Am Sonntag 11 April 2010 15:29:38 schrieb Stephen Tetley:
Hi James
There's a paper describing the implementation of ByteStrings here:
http://www.cse.unsw.edu.au/~dons/papers/CSL06.html http://www.cse.unsw.edu.au/~dons/papers/fusion.pdf
For my own work, I generally need short immutable strings and haven't found ByteStrings compelling,
ByteStrings shine for long strings. When you're using long strings, ByteStrings almost certainly are *much* faster (utf8-ByteStrings are probably significantly slower, but should still beat [Char] comfortably). I've found ByteStrings better than [Char] when dealing with short strings only for a few things (e.g. as keys of Maps, ByteStrings tend to be better [at least if using ByteStrings there doesn't introduce too much packing and unpacking], things like edit-distance are faster on ByteStrings; UArray Int Char is slower than ByteString [in my measurements] for these tasks, but it can also be used for characters > toEnum 255 and isn't too much slower). Other things [see below] were faster for short [Char] than for short ByteStrings.
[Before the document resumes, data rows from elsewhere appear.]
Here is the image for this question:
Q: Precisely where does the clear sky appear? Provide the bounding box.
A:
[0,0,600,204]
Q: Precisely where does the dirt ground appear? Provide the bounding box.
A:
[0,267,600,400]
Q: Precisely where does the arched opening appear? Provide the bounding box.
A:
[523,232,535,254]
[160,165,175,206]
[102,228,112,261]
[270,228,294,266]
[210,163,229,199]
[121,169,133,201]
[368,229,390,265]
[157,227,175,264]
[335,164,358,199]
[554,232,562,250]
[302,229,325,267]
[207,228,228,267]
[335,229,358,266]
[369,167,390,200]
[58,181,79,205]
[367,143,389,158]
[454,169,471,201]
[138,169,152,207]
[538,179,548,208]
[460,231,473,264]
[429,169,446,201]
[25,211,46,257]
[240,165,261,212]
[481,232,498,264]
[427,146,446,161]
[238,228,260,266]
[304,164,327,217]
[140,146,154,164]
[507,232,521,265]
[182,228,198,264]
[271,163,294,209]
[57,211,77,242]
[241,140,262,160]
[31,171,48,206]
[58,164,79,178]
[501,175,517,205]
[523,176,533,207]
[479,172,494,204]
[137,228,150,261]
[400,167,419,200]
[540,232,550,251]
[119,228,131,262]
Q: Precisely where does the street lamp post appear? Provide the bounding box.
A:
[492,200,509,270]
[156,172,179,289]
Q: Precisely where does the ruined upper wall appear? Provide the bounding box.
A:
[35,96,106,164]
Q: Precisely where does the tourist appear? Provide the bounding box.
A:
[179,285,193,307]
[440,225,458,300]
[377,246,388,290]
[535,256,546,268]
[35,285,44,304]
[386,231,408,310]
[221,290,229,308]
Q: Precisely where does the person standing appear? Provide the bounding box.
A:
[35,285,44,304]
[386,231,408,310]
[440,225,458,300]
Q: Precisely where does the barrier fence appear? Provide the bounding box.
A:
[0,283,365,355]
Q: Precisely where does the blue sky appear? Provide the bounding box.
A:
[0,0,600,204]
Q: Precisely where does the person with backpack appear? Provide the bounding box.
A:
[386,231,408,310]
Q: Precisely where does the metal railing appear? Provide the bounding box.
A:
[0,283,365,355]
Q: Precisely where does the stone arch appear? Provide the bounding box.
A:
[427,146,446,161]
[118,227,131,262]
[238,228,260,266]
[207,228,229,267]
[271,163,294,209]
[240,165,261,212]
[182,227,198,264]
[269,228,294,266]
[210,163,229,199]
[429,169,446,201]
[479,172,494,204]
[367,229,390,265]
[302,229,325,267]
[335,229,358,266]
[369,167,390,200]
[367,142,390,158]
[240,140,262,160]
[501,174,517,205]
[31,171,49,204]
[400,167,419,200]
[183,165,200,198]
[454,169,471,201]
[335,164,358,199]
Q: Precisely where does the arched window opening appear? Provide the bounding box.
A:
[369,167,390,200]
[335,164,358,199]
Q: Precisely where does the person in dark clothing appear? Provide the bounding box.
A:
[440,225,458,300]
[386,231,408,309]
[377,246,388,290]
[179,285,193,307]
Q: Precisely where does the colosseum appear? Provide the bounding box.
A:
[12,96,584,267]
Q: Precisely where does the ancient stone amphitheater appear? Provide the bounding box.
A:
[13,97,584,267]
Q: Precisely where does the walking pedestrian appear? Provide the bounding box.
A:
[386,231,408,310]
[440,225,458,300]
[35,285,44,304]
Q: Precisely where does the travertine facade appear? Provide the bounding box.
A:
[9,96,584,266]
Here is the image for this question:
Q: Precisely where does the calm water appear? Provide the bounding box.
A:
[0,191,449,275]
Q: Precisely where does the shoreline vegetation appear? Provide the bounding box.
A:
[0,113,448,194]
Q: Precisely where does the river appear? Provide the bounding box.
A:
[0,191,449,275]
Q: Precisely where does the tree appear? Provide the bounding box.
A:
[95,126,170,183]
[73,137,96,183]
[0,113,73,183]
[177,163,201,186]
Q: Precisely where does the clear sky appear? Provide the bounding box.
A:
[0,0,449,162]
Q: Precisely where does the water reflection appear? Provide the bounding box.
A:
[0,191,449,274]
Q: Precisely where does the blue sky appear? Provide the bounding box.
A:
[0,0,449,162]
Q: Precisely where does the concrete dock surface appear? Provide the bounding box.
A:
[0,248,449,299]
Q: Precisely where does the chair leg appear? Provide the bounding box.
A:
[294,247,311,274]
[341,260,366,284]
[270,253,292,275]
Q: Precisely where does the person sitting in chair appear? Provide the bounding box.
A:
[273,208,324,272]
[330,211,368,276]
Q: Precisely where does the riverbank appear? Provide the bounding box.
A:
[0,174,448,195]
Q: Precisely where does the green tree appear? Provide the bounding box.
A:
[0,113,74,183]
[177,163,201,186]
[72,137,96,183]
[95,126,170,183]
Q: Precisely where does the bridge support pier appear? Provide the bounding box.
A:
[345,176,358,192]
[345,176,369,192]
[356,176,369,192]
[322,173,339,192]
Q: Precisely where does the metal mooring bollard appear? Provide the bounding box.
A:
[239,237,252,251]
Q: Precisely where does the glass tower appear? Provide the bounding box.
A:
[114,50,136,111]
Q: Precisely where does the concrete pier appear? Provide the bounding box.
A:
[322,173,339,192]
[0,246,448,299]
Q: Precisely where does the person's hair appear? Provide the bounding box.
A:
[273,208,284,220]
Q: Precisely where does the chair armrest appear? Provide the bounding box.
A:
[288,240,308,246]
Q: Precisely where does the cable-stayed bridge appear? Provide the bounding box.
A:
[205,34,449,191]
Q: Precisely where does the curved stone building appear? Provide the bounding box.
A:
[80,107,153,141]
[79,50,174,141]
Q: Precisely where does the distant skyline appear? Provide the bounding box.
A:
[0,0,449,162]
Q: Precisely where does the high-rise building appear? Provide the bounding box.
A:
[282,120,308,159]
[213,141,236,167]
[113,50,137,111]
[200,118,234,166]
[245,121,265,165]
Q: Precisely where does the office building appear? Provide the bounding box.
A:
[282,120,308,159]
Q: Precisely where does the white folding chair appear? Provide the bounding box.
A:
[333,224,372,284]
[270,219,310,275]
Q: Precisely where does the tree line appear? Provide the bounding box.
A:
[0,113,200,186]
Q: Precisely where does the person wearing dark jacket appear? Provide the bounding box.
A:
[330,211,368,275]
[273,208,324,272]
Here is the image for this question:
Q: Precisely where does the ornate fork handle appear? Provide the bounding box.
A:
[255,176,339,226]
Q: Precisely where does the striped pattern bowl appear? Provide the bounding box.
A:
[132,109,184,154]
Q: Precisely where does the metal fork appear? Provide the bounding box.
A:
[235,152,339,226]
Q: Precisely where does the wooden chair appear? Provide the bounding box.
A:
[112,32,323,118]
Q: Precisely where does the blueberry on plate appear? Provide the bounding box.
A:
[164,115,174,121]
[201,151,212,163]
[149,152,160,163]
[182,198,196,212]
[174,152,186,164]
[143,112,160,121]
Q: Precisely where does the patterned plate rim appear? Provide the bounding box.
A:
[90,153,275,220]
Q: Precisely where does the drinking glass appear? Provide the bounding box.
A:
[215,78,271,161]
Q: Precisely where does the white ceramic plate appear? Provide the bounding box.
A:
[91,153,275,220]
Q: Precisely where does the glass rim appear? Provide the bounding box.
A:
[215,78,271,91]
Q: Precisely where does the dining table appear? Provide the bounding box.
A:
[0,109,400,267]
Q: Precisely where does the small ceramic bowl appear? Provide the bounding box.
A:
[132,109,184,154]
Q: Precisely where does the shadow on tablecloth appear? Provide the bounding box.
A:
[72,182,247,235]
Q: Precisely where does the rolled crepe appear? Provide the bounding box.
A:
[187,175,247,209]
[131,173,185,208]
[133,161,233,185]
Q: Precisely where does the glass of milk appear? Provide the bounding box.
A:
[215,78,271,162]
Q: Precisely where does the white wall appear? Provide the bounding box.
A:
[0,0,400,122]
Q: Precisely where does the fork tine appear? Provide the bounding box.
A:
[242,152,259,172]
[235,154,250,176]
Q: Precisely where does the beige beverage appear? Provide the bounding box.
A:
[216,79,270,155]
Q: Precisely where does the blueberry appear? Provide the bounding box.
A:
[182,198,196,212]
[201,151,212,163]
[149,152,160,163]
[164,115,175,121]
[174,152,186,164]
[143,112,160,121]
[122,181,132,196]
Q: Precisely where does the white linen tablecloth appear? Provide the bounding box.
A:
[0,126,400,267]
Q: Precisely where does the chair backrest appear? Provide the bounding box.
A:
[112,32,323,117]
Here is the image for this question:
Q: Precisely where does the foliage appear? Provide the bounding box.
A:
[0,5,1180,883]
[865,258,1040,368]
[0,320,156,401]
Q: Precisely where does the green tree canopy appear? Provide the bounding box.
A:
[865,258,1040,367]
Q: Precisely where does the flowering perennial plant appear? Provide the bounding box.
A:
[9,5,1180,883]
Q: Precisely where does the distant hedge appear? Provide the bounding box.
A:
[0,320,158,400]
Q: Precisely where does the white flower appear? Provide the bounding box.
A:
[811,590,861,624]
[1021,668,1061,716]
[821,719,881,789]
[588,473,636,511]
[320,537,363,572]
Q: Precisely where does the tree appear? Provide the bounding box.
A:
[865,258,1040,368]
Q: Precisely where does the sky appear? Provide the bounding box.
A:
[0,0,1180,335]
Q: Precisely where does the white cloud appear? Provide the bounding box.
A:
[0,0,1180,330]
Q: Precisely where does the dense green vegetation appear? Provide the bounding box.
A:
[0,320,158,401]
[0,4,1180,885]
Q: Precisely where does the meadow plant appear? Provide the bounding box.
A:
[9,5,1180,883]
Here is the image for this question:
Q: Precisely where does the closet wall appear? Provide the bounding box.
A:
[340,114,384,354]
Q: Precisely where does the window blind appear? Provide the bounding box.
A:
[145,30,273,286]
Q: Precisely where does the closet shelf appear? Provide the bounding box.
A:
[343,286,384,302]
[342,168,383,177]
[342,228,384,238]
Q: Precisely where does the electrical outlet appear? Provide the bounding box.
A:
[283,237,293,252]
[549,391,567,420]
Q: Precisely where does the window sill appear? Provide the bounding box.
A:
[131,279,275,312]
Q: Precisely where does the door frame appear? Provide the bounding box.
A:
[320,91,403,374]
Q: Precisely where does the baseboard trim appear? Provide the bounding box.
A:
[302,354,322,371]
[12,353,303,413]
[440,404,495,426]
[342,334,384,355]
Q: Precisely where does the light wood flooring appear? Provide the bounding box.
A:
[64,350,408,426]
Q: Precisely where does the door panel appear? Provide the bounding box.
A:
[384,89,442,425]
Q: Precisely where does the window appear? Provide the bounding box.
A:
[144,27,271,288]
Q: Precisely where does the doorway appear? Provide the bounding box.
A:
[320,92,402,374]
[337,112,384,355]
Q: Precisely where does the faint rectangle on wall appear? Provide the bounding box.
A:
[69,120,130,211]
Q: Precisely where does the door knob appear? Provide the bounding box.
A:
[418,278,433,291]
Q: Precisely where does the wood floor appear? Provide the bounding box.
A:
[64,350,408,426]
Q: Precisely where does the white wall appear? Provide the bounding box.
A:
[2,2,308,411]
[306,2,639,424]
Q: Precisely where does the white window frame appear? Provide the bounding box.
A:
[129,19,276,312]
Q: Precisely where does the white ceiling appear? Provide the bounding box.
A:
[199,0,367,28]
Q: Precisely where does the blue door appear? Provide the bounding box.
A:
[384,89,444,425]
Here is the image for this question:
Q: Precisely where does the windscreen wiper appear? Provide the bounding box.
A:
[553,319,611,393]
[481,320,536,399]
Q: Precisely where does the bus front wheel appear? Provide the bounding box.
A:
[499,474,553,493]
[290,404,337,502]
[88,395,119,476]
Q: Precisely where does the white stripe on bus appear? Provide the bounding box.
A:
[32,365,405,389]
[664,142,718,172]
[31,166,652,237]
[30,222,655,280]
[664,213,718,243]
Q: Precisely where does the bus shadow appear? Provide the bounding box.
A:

When dealing with short strings, in my experience there are rarely compelling reasons to choose one over the other.
though the results presented in the above suggest [Char] is better at nothing
[Char] is (far) better at sorting short Strings; it often is better for map and filter.
and worse at many things.
[Char]-IO is abysmally slow in comparison, [Char] uses much more memory, random access is horrible for lists.
[Hmm - insert emoticon here]
Best wishes
Stephen